In this episode of the GrowthTLDR, we talk to Andy Raskin, who helps companies with their strategic messaging and positioning.
It's not easy standing out from the competition today. To do so, you need to have a story that separates you from everyone else. Andy helps companies do just that.
We talk about why a companies sales deck is the best test of being able to construct a story that works for your prospects. It gives you the most immediate feedback. We talk about Andy's framework that he uses to help companies build a winning story and examples from Andy's clients on how they've successfully created that narrative.
[1:50] - Andy talks about what it means to create a strategic story for CEO's and why they find that service valuable.
[4:20] - What's the difference between positioning vs. a strategic narrative? Andy takes us through them; in particular, a strategic story helps add urgency to your sales process and reframes the reason to buy the product in the minds of your prospects. Andy uses an example from Salesforce to highlight those differences.
[8:15] - Having a strategic story helps all teams have one cohesive story they're telling across all channels.
[9:55] - A companies sales pitch is a crucial instrument in how a company can align around a brand's story. It's almost like the minimal viable version of your strategy story. Andy walks us through the framework he uses to develop the companies sales pitch using a client he's currently working with.

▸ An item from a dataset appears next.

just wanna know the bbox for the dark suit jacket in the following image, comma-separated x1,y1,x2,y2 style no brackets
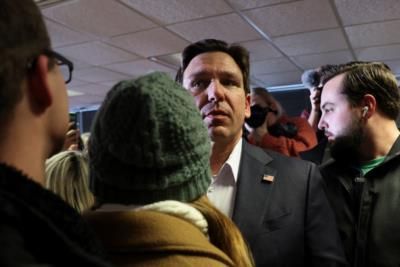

[18:30] - A critical part of creating the strategic story is mapping out how your industry is shifting from the 'old game to a new game.' Andy used to call this what's changed in the world. To help understand this, he asks customers what's changed in their world that made the product more valuable for them.
[24:00] - One of the ways you know your customer story is working is when prospects agree with how you frame the shift in the world. Andy talks about the book Never Split the Difference and that your aim is getting people to say "that's right" vs. "yes."
[28:10] - Andy's requirement is the CEO both builds and signs off on the companies story/narrative. He sees the story as being a deliverable that the CEO owes the company - marketing, sales, product, etc. Other teams contribute, but the CEO is the person responsible for delivering it.
[31:15] - Adding urgency into the sales process means you need to show there are already companies playing the new game and winning. Companies find this a challenge because it means showing winners who aren't yet using their product. Andy gives examples of how companies make this story work.